Now, what next? After this bout of violence, Yanukovych offered to give opposition leaders spots in parliament, which they declined saying that they will not settle for anything less than Yanukovych’s step down from the presidency. Shortly after revoking the restrictive laws, Yanukovych took sick leave and failed to sign the new bills into power. One of the conditions was that the protesters had 15 days to leave the buildings that they were occupying, with the threat of police intervention if not evacuated within those 15 days. Now those 15 days are coming to an end. With that in mind, it is highly unlikely that the protesters will willingly give up the buildings they seized so get ready for some more action at any time.
What are the effects? Yanukovych’s decision not to sign an association agreement with the European Union and instead take on $15 billion in Russian bailout loans in late November 2013 spurred the whole situation. However, there is currently more than ever at stake because Russia refuses to deliver the loan payouts until Yanukovych can prove that he has control of his people again. Seemingly, Yanukovych is stuck; no matter what he decides, the decision will give him some element of defeat. If he steps down, he loses his position as president and all the perks of being in power. On the other hand, if he uses force again to evacuate the protesters, he risks setting off another round of urban warfare, and faces both much international criticism and much more violence.

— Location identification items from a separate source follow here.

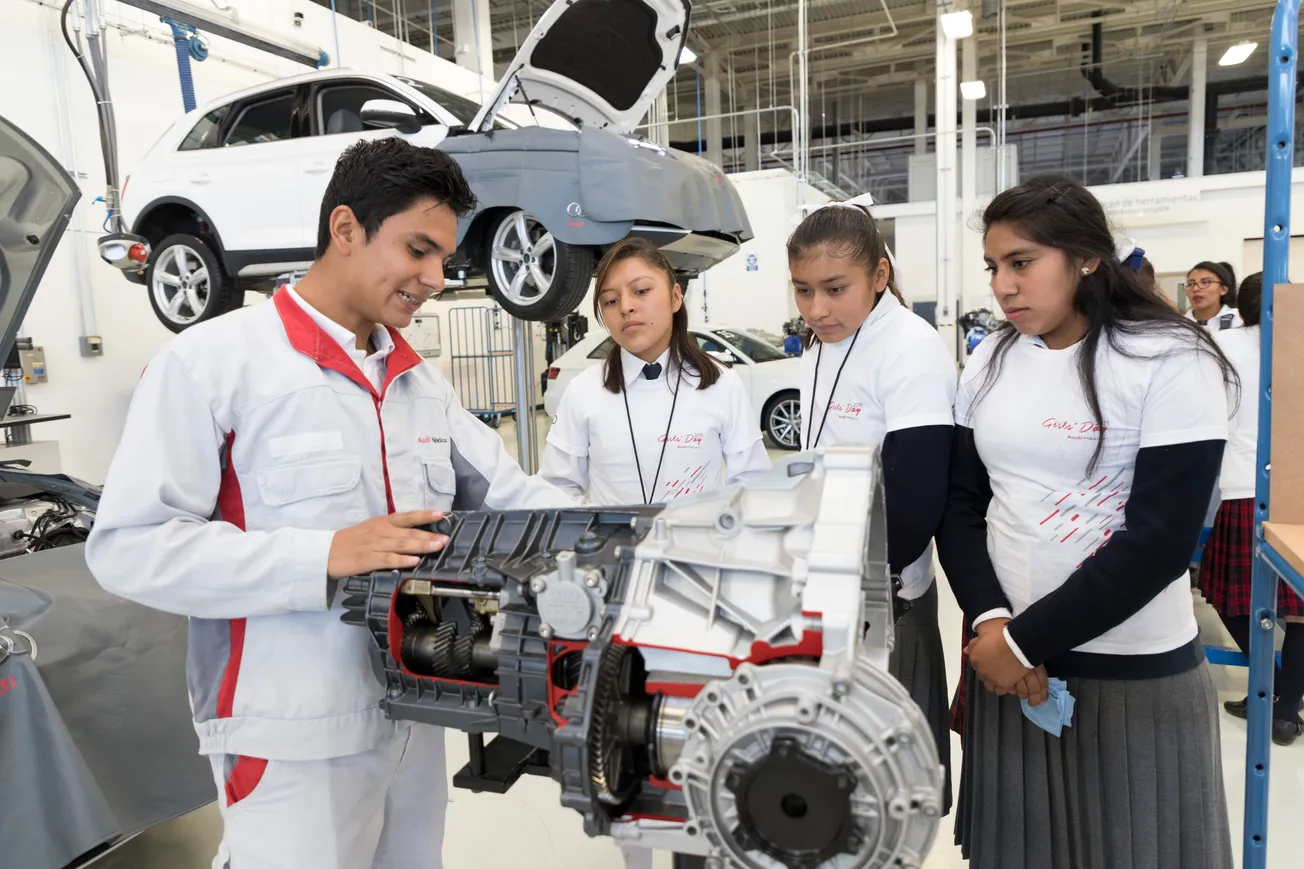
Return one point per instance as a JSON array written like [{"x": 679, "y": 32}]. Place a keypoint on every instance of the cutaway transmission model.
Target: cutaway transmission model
[{"x": 707, "y": 677}]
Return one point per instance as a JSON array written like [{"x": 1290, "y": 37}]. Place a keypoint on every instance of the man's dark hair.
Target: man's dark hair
[{"x": 381, "y": 178}]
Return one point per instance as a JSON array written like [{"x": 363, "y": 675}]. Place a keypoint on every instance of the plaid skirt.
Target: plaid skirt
[{"x": 1226, "y": 565}]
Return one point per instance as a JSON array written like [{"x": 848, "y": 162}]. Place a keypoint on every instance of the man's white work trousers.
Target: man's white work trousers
[{"x": 382, "y": 808}]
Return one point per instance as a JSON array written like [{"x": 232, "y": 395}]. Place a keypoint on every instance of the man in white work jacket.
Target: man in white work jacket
[{"x": 270, "y": 453}]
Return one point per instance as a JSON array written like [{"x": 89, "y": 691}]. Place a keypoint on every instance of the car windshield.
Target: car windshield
[
  {"x": 460, "y": 107},
  {"x": 754, "y": 346}
]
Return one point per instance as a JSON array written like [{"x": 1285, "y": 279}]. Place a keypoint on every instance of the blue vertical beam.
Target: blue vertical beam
[{"x": 1277, "y": 234}]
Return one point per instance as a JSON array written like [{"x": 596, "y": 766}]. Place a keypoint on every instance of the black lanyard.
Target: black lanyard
[
  {"x": 819, "y": 355},
  {"x": 664, "y": 440}
]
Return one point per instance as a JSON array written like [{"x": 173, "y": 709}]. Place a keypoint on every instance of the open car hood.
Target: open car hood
[
  {"x": 599, "y": 63},
  {"x": 37, "y": 198}
]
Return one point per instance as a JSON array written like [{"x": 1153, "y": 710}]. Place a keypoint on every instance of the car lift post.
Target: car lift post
[
  {"x": 527, "y": 427},
  {"x": 1270, "y": 566}
]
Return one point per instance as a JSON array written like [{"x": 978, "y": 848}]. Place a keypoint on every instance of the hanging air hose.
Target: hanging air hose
[{"x": 188, "y": 45}]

After having traveled to Kiev eight times, the city has become a favorite travel destination of mine. Although these protests will not stop me from going again, it is very sad to see one of the places I love most having such troubles. As far as the future of the current protests goes, I do not see any progress happening anytime soon. Both Yanukovych and the protesters are stuck fighting against each other, and neither party wants to give up. There have been talks of the EU and the US intervening to help find a solution, which seems possible. However, a recently leaked conversation of US government officials bashing the EU might throw their work off balance. That being said, the only option for now is to wait it out and see what happens. With the 15 days that Yanukovych gave the protesters to evacuate the occupied buildings coming to an end, there might be some interesting news in the coming days.
Zachary Grotovsky is an MA candidate in the Department of Germanic Languages and Literatures at the University of Illinois at Urbana-Champaign. Upon graduating in May 2014, he hopes to find a position where he can take advantage of his knowledge of German studies, and experiences in Ukraine and Poland to help people realize how much knowledge of other cultures puts them ahead. He became interested in Poland and Ukraine through contact with the people while traveling, and now frequents Ukraine as a favorite travel destination.